かなり期待した。一昨日飛行機の中で、少し見ている。(別項参照) 一刻も早く見たくてワクワクしながら公開初日に劇場に行く。だが、残念ながら今回の映画は失敗している。
だいたいこの作品はシリーズ化して続編を作るべき作品ではなかったと改めて思う。1本の読み切り映画なのだ。なのに予想外の大ヒットからシリーズ物になってしまった不幸な映画なのである。
第一作は105分で、決して大作ではなかったはず。なのにアクションはエスカレートしてどんどん肥大化して、やがては収拾がつかなくなった。この第4作は完結編というより、仕方なく終わらせてしまうための映画になった気がする。だけど終わらせるならやりたい放題したい。そんな映画だ。

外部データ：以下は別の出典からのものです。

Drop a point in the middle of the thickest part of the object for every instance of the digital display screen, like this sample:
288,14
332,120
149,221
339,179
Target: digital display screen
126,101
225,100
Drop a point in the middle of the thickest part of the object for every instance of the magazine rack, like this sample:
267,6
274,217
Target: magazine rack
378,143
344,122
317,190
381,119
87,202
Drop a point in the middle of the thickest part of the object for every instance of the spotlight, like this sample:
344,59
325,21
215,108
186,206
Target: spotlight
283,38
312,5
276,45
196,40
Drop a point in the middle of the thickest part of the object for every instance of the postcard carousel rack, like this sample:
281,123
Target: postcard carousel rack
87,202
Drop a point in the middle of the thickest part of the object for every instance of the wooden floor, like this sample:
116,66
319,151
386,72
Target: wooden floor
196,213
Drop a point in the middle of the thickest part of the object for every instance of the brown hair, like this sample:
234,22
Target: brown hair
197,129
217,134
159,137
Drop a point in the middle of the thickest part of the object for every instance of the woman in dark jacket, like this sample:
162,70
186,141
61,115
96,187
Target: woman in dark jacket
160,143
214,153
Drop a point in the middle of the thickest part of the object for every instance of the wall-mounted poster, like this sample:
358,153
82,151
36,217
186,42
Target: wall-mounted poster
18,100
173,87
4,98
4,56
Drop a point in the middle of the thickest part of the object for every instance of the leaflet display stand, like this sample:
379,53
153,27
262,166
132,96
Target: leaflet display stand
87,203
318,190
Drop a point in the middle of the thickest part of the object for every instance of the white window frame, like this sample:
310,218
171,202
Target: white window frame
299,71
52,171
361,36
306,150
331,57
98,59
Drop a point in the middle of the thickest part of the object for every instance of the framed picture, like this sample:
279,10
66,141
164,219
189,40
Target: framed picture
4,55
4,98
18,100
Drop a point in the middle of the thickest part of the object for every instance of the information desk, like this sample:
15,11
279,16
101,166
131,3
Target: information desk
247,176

それにしても169分は長い。なんと2時間49分である。あり得ない長さだ。内容はない。ジョン・ウィックが組織のボスを倒すまでが描かれる。前半の大阪篇は、導入部で、親友の真田広之を頼って大阪に来たジョンを組織が追いかけてきてのバトル。真田広之とドニー・イェンの対決がクライマックス。これがちょっとあっけなくてガッカリ。
この後の2時間も怒濤の展開だが、その前に地下鉄で梅田駅まで向かうジョンが描かれる。車両内には誰もいない。確か刀を持っていたような。そこに真田の娘が乗り込んできて、あなたを許さないとか言う。とんでもない大阪が描かれる。まぁそれはいつもの事だけど。
それにしてもパリ篇が凄い。凱旋門の周りでひっきりなしに車が走る中でのアクションは凄まじい。さらにはクライマックスのサクレクールの長い階段を上りで見せるアクション。ジョンはあの石段の上に辿り着くか。階段の上から下までまさかの階段落ちは『蒲田行進曲』の悲壮なシーンを思い出す。もちろん階段の長さは数倍ある。あそこから落ちて死なないなんて有り得ないし、それどころじゃない。再び立ち上がって登っていくし、まだまだ戦っている。しかも登ったところからドニーイェンとの戦いが待っているのだ。
大阪の後パリに行くまでにも怒濤の戦いが描かれるのだが、さすがに長すぎて、アクションシーンの途中で何回か居眠りしてしまう。だが、起きたらまだ続きをやっているのだ。それってなんか別の意味で凄くないか。
『ミッション・インポッシッブル』の長さにも驚いたが、今回はそれ以上の驚き。延々と単調になるまで派手な肉弾戦を見せる。昔のジャッキー映画を思わず思い出したくらいだ。いやはや。